Skip to content

Scrapper 🧹

Build Coverage Status Linting: Pylint License Docker Hub

If you were looking for a web scraper that actually works, you just found it. It’s called Scrapper! Downloading a page from the Internet and then extracting an article from it in a structured format is not as easy as it may seem at first glance. Sometimes it can be damn hard. But Scrapper will help you with this, I hope :) To do this, Scrapper has plenty of features.

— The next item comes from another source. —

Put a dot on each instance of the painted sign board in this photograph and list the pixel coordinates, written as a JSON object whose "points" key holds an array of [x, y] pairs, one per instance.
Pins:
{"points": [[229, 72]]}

Scrapper is a free and open-source product. It combines the power and experience of related open-source projects, so give it a try first.

Quick start

Quick start a scrapper instance:

docker run -d -p 3000:3000 --name scrapper amerkurev/scrapper:latest

Scrapper will be available at http://localhost:3000/. For more details, see Usage

Demo

Watch a 30-second demo reel showcasing the web interface of Scrapper.

Features

The main features of Scrapper are:

  • The headless browser is already built-in. Modern websites actively use JavaScript on their pages, fight against crawlers, and sometimes require user actions, such as agreeing to the use of cookies on the site. All of these tasks are solved by the Scrapper using the excellent Playwright project. The Scrapper container image is based on the Playwright image, which already includes all modern browsers.
  • The Read mode in the browser is used for parsing. Millions of people use the “Read” mode in the browser to display only the text of the article on the screen while hiding the other elements of the page. Scrapper follows the same path by using the excellent Readability.js library from Mozilla. The parsing result will be the same as in the Read mode of your favorite browser.
  • A simple and beautiful web interface. Working with Scrapper is easy and enjoyable because you can do it right in your browser. The simple web interface allows you to debug your query, experiment with each parameter in the API, and see the result in HTML, JSON, or a screenshot. The beautiful design helps achieve an excellent Pico project. A dark theme for comfortable reading is also available.
  • The Scrapper REST API is incredibly simple to use as it only requires a single call and just a few parameters making it easy to integrate into any project. Furthermore, the web interface offers a visual query-builder that simplifies the learning process for the user.
  • Scrapper can search for news links on the main pages of websites. This is difficult because there may be not only links to news but also links to other parts of the website. However, Scrapper can distinguish between them and select only links to news articles.

And many other features:

  • Stealth mode. Various methods are used to make it difficult for websites to detect a Headless browser and bypass web scraping protection.
  • Caching results. All parsing results are saved to disk, and you can access them later by API without repeating the whole request.
  • Page screenshots. Headless browsers don’t have a window, but screenshots allow you to see the page as it appears to the parser. This is very useful!
  • Incognito mode or persistent sessions. You can configure the browser to work in incognito mode or without it. In this case, the browser will save session data such as cookies and local storage to disk. To use them again.
  • Proxy support. HTTP/SOCKS4/SOCKS5 proxy work is supported.
  • Fully customizable. You can control a lot through the API: additional HTTP headers, viewport for device emulation, Readability parser settings, and much more.
  • Delivered as a Docker image. Scrapper is built and delivered as a Docker image, which is very easy to deploy for testing and production. No dependencies or installations on the host. All you need to run Scrapper is Docker.
  • Free license. Scrapper doesn’t ask for money, insert ads, or track your actions ever. And if you want to help the project develop further, just give us a star on GitHub ⭐

Supported architectures

  • linux/amd64
  • linux/arm64

Status

The project is under active development and may have breaking changes till v1 is released. However, we are trying our best not to break things unless there is a good reason. As of version v0.8.0, Scrapper is considered good enough for real-life usage, and many setups are running it in production.

License

Apache-2.0 license